Rory Speaks on Community Hospitals


Transcript

I feel shy speaking in front of this extremely distinguished audience. It is impressive to take part in a debate involving people with so much expertise. I was impressed by the extraordinary confidence with which my hon. Friend the Member for Bracknell (Dr Lee) said things that we would not dare say to any of our constituents by calling for the closure, no less, of one of the community hospitals in Bracknell on the grounds of efficiency. The sense that expertise can deliver controversial and exciting policies is moving. It is also moving for me to be able to thank my hon. Friend the Member for Totnes (Dr Wollaston) for securing the debate, and to congratulate the Minister on her new position.

The debate on community hospitals should be held in a larger debate, and it is a debate that Conservatives should be proud to have: the ancient debate of the big against the small. The reason community hospitals are under threat, have been under threat and always will be under threat—I mean this not in a political sense, but simply ideologically—is the problem of the small.

In 2005, one in four members of the population in Cumbria signed a petition to keep our community hospitals open. Today, we face serious issues of the internal market and the tariff structure of the NHS, which may make it tempting for commissioners not to refer patients to community hospitals. All of that is about big and small. It is the same argument as that between the big supermarket and the small shop and between the small dairy farm and the big dairy farm.

This argument goes all the way back to the foundation of the NHS. One remembers Bevan’s great statement:

“I would rather be kept alive in the efficient if cold altruism of a large hospital than expire in a gush of warm sympathy in a small one.”—[Official Report, 30 April 1946; Vol. 422, c. 44.]

In that moment, Bevan, in founding the NHS, set up the fundamental challenge. My hon. Friend the Member for Bracknell expressed the problem clearly in explaining that in the choice between acute surgical care and local care of chronic conditions, we have the choice between fancy machines, specialisation and surgeons who perform the same operation again and again, and what is required for a new situation and a new population. We are no longer in the late 1940s.

If I may be so presumptuous in this distinguished company, I will put Cumbria forward as an example. We are an interesting example, because we are ahead of the rest of the country in one thing: Cumbria has more deaths than births, but a rising population. That is not, as one might imagine, because we have discovered resurrection; it is because we have old people moving to our constituency. The population of the constituency is getting older at a national record rate. We are about to go from one in six of the population being over 65 to one in three of the population being over 65. The number of people who are over 85 is about to double. The number of people with Alzheimer’s in my constituency is about to double. All that points, above all, to one thing—community hospitals. What people at that age need is not necessarily the technical services and equipment that are provided by acute hospitals, nor the specialties of their surgeons, but preventive care. That can be delivered through the hubs of which we have all spoken.

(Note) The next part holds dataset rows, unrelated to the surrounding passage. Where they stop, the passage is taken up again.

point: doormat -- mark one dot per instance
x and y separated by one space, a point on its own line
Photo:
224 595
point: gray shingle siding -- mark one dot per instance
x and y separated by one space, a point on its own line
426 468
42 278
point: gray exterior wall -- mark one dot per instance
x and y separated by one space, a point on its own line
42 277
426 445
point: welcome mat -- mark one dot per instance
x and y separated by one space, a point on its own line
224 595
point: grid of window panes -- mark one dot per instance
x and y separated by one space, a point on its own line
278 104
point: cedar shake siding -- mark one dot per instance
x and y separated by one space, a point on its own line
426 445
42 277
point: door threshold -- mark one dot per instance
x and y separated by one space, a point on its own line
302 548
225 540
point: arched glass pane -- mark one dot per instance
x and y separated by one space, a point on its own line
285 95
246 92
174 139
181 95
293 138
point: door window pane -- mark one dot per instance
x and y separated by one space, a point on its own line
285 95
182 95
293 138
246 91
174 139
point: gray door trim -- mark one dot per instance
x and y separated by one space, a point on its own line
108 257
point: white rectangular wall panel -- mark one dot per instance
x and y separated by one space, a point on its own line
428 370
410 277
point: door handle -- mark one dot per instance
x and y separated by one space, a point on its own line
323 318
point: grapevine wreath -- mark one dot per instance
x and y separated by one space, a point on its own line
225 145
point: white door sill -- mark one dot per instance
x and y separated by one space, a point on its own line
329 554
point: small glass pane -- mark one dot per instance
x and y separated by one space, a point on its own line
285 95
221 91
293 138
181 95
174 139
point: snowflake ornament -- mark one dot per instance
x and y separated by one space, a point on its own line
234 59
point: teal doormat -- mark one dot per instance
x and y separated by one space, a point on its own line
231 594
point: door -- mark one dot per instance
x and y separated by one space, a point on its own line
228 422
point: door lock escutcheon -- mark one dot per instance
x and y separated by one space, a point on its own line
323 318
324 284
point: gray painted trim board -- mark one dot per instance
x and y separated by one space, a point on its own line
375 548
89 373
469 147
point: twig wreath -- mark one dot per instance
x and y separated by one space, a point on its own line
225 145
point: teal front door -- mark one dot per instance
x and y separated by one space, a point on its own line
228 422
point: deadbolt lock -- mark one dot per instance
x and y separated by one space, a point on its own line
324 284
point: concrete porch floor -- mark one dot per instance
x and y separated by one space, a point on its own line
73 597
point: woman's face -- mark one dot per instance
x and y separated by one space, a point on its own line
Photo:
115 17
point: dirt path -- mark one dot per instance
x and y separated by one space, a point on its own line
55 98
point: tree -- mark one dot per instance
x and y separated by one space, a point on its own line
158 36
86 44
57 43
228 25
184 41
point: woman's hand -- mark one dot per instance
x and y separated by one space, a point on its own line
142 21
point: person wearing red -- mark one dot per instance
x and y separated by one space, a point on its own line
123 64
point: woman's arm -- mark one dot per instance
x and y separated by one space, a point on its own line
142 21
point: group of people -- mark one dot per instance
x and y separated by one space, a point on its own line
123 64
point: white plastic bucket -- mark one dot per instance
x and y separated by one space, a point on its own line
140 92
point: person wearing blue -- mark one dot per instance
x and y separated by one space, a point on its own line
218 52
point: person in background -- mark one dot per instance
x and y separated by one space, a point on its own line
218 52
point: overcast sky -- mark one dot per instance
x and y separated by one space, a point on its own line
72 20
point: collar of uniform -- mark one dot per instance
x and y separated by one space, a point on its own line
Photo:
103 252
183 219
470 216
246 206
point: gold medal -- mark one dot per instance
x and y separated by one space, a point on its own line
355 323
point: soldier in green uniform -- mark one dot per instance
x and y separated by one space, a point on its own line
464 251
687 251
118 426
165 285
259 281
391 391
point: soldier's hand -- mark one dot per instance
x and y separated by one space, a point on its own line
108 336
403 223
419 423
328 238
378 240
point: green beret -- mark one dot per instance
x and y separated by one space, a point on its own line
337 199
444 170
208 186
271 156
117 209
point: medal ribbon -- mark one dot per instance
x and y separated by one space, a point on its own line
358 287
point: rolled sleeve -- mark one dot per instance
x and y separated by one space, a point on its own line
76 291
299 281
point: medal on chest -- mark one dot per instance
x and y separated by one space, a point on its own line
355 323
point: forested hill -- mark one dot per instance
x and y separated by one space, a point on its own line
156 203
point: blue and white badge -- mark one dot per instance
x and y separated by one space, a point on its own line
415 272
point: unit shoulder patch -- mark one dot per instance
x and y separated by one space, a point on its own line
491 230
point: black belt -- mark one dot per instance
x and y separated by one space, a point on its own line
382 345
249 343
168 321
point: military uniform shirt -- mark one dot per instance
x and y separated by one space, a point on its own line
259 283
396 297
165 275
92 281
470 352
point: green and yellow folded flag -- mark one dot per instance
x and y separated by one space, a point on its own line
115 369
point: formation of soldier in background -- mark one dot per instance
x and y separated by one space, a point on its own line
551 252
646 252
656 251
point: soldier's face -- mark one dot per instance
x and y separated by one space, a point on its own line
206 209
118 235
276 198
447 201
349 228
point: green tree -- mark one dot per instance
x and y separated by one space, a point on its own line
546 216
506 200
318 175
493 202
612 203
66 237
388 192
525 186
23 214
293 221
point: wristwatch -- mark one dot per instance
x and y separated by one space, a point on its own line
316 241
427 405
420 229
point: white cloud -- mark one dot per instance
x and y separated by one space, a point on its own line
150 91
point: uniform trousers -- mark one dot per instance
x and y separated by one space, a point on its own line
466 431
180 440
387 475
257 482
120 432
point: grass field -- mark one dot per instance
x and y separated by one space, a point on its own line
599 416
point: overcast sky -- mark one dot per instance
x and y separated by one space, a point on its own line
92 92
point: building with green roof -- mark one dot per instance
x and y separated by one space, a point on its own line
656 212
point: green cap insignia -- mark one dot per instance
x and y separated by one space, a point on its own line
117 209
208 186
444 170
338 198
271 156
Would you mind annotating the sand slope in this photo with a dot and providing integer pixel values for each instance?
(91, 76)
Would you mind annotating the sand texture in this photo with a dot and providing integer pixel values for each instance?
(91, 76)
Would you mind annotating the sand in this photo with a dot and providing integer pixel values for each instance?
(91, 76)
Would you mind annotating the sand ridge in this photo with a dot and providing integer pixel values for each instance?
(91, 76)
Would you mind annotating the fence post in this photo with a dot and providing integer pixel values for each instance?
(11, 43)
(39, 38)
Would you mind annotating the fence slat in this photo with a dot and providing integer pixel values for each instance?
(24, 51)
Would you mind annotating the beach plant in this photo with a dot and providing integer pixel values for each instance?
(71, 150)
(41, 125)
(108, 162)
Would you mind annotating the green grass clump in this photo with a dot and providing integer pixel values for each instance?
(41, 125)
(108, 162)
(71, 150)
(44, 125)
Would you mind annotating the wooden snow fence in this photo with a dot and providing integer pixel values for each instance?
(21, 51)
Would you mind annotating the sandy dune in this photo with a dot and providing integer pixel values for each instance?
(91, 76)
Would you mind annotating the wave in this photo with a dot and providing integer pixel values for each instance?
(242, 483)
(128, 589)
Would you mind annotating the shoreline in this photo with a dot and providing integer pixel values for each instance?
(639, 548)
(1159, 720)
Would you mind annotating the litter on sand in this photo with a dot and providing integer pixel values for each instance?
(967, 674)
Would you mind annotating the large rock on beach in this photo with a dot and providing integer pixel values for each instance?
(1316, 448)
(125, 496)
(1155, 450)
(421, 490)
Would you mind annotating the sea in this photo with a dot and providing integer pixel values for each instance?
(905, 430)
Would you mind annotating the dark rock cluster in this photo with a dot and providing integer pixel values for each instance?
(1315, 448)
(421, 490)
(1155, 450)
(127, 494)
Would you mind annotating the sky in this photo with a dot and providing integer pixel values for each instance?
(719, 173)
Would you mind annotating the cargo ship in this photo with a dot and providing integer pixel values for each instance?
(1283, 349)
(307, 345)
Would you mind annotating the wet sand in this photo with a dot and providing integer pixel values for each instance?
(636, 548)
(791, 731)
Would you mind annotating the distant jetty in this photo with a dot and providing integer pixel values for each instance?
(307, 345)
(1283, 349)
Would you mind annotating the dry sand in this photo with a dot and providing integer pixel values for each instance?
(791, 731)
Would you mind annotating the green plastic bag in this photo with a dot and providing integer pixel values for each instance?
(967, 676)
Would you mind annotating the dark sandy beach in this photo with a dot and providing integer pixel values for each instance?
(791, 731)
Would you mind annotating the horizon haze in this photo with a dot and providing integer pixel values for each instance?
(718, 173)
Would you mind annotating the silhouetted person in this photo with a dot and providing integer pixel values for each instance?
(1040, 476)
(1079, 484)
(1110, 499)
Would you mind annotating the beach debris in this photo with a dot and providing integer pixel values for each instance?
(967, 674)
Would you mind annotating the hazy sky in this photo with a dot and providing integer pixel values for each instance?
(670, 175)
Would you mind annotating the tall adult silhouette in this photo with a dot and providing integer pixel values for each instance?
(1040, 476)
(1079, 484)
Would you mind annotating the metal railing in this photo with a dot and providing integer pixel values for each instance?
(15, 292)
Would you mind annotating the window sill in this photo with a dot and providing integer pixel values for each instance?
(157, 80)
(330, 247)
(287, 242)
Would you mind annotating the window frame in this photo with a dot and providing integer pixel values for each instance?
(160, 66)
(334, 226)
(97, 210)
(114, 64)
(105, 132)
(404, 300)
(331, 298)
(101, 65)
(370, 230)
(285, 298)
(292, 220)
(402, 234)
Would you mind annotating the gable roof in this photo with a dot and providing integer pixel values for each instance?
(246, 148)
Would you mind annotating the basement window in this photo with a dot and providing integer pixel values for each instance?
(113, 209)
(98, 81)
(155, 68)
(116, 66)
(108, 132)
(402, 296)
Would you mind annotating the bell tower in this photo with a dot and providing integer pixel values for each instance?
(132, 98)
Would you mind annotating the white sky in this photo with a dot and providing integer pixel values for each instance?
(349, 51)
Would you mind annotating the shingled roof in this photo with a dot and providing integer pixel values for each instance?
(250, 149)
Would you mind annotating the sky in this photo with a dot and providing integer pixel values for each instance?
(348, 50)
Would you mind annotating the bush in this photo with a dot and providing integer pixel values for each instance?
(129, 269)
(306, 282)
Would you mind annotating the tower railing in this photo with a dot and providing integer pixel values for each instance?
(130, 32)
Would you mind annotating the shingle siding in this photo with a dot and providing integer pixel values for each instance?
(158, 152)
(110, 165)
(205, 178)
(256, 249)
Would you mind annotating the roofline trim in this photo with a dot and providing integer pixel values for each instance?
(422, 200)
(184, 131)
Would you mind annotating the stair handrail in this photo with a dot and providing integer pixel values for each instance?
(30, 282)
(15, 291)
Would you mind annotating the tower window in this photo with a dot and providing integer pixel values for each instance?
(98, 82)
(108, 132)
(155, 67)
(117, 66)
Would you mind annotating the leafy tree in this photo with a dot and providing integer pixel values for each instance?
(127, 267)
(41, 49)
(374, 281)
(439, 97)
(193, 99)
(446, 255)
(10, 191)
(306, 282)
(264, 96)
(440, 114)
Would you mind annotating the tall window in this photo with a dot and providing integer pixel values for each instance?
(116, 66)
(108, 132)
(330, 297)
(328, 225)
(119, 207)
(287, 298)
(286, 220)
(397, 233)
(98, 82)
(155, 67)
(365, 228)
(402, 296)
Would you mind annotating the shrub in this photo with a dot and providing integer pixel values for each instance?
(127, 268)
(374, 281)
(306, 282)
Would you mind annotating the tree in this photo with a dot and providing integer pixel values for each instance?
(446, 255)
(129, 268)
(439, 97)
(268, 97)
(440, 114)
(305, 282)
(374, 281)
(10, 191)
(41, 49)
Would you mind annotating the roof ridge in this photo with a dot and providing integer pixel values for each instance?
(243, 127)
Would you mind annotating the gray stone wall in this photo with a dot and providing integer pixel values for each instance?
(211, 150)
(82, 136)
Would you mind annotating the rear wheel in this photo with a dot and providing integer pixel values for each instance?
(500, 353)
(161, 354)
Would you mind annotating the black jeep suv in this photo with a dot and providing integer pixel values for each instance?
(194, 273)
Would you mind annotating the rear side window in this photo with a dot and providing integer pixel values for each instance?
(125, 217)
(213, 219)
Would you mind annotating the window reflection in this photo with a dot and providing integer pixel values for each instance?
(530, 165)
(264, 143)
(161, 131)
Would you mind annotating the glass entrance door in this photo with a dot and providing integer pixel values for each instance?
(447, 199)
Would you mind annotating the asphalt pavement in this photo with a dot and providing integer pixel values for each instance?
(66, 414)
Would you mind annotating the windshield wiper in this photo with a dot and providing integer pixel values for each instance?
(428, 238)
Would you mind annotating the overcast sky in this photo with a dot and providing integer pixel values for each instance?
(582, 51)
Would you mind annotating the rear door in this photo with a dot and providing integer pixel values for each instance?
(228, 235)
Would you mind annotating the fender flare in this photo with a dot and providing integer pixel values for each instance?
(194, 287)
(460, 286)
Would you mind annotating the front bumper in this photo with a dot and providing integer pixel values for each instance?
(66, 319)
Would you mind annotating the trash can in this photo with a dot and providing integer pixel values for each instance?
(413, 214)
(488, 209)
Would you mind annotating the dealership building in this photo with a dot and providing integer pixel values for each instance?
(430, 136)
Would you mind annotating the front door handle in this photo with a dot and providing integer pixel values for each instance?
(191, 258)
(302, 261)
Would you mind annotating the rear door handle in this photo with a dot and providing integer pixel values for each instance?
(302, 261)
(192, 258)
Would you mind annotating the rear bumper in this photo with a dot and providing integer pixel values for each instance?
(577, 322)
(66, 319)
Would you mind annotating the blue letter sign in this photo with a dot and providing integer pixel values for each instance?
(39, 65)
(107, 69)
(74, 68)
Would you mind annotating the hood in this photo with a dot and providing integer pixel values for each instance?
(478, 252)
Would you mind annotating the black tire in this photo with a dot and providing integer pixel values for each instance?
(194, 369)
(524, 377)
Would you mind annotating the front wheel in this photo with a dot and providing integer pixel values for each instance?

To give a local example, my neighbour recently broke her hip. To many of us in this Chamber, that seems fundamentally to be a problem of cost. It costs £350 to move her in an ambulance from her home to the hospital, it costs a minimum of £2,000 to admit her to the hospital, and it costs tens of thousands of pounds in ongoing costs as she struggles to get better and gets into other chronic conditions. But why did she fall? She fell because her husband died. The chance of somebody dying doubles in the year following the death of their husband. She was in trouble because she could not get anybody to take her to an optician. She was not eating properly, because nobody was able to take her to the supermarket regularly.

Those are things that the extraordinary network of local charities and community activity is in a fantastic position to provide, guided by the community hospital. In Cumbria, Cruse Bereavement Care provides counselling to people who are bereaved and Eden Carers could perhaps have taken my neighbour to the optician. Every Member has such organisations in their constituency.
They have their equivalents of Hospice at Home and the Eden Valley hospice. There are also the first responders and other members of the emergency services. My hon. Friend the Member for Hexham (Guy Opperman) champions the air ambulance and others of us champion mountain rescue. It goes all the way down to Age UK and the Alzheimer’s Society. Indeed, we have made fantastic progress in neuroscience support at a community hospital level.

I conclude with a plea to the Minister. This is not just about good language. It is easy to talk about prevention, but also very easy to carry out bad prevention and waste an enormous amount of money tacking down carpets in the houses of people who do not need their carpets tacked down. My constituency includes surprised people who have suddenly found themselves given a new shower that they did not particularly feel they needed. What we need is the local knowledge, care and compassion that can target those resources. The Minister is now in a position to move just 2% or 3% of the budget towards community hospitals and community care and away from acute trusts.